Peer-reviewed veterinary case report
A new model for the standardization of experimental burn wounds.
- Journal:
- Burns : journal of the International Society for Burn Injuries
- Year:
- 2015
- Authors:
- Venter, Neil G et al.
- Affiliation:
- Department of Surgery · Brazil
- Species:
- rodent
Abstract
BACKGROUND: Burns are common and recurrent events treated by physicians on a daily basis at most emergency rooms around the world. There is a constant need to understand the physiopathology of burns, so as to minimize their devastating results. The objective of the present report is to describe a burn apparatus in association with an innovative method of animal fixation, as to produce burns of varying sizes and depths. METHODS: Rats were subjected to burns of 60 °C, 70 °C, and 80 °C for 10 s and after 3 days half of the rats in each group were killed and the resulting lesions were analyzed using histological techniques. In the other half of the rats the wound was measured weakly until complete re-epithelialization.

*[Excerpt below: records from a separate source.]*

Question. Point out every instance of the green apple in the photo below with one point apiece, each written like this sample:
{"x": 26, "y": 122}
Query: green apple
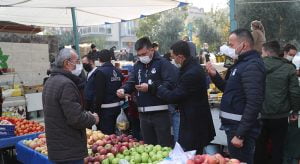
{"x": 127, "y": 158}
{"x": 165, "y": 154}
{"x": 165, "y": 149}
{"x": 157, "y": 147}
{"x": 126, "y": 152}
{"x": 110, "y": 158}
{"x": 137, "y": 159}
{"x": 145, "y": 157}
{"x": 132, "y": 161}
{"x": 115, "y": 161}
{"x": 106, "y": 161}
{"x": 152, "y": 153}
{"x": 154, "y": 157}
{"x": 159, "y": 157}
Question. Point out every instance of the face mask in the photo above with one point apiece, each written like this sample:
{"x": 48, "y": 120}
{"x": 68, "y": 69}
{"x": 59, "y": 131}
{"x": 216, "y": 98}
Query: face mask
{"x": 289, "y": 58}
{"x": 174, "y": 63}
{"x": 145, "y": 59}
{"x": 97, "y": 63}
{"x": 230, "y": 52}
{"x": 87, "y": 67}
{"x": 77, "y": 71}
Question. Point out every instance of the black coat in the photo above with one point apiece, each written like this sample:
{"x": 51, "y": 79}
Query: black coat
{"x": 65, "y": 119}
{"x": 196, "y": 124}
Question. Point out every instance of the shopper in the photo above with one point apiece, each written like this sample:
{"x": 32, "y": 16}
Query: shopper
{"x": 258, "y": 33}
{"x": 153, "y": 112}
{"x": 282, "y": 95}
{"x": 196, "y": 129}
{"x": 243, "y": 95}
{"x": 108, "y": 80}
{"x": 65, "y": 118}
{"x": 88, "y": 62}
{"x": 289, "y": 52}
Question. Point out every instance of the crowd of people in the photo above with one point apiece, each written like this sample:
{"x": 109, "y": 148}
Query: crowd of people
{"x": 261, "y": 95}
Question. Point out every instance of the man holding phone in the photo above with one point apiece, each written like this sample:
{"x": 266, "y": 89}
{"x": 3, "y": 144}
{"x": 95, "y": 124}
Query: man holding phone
{"x": 150, "y": 71}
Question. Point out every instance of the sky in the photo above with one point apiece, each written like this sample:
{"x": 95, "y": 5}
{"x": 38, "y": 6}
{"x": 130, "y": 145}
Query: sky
{"x": 207, "y": 4}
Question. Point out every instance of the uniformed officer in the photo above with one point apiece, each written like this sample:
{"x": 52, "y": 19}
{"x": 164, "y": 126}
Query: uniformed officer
{"x": 148, "y": 71}
{"x": 108, "y": 80}
{"x": 88, "y": 62}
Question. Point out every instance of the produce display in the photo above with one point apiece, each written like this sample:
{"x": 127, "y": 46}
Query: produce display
{"x": 38, "y": 144}
{"x": 23, "y": 126}
{"x": 212, "y": 159}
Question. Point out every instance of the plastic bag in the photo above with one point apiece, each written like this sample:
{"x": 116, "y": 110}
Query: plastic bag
{"x": 122, "y": 121}
{"x": 178, "y": 156}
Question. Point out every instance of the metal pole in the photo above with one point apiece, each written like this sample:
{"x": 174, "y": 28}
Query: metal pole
{"x": 233, "y": 23}
{"x": 75, "y": 31}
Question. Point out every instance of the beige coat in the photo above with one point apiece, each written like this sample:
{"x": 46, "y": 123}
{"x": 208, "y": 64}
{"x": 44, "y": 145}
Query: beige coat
{"x": 259, "y": 39}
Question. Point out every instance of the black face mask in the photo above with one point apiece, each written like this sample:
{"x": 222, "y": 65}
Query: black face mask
{"x": 87, "y": 67}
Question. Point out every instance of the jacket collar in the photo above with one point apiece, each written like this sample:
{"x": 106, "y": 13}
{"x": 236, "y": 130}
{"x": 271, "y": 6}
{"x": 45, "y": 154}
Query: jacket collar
{"x": 77, "y": 80}
{"x": 107, "y": 64}
{"x": 186, "y": 63}
{"x": 248, "y": 55}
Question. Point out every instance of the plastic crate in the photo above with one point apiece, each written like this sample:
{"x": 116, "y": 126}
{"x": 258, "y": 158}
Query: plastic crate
{"x": 6, "y": 134}
{"x": 7, "y": 131}
{"x": 7, "y": 127}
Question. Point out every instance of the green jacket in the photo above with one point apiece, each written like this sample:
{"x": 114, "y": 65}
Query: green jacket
{"x": 282, "y": 93}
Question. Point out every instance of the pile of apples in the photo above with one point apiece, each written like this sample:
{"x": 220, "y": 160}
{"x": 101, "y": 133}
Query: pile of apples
{"x": 23, "y": 126}
{"x": 212, "y": 159}
{"x": 38, "y": 144}
{"x": 109, "y": 145}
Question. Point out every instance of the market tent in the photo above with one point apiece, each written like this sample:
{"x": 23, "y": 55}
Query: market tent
{"x": 57, "y": 13}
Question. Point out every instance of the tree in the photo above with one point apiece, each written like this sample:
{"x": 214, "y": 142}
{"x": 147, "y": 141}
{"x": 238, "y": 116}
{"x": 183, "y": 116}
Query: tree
{"x": 164, "y": 27}
{"x": 280, "y": 20}
{"x": 213, "y": 28}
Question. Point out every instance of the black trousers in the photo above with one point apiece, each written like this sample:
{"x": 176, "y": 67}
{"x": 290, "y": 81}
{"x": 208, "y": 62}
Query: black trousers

RESULTS: All burns were easily visible and the histological feature for the 60 °C burn was a superficial second-degree burn (28% of the dermis), for 70 °C we observed a deep second-degree burn (72% of the dermis), and in the 80 °C group, a third degree-burn was present (100% of the dermis). CONCLUSIONS: This is a safe, reliable, easy to construct and use model that has the ability to produce a regular and uniform reproducible burn due to precise temperature control associated with standardized animal positioning.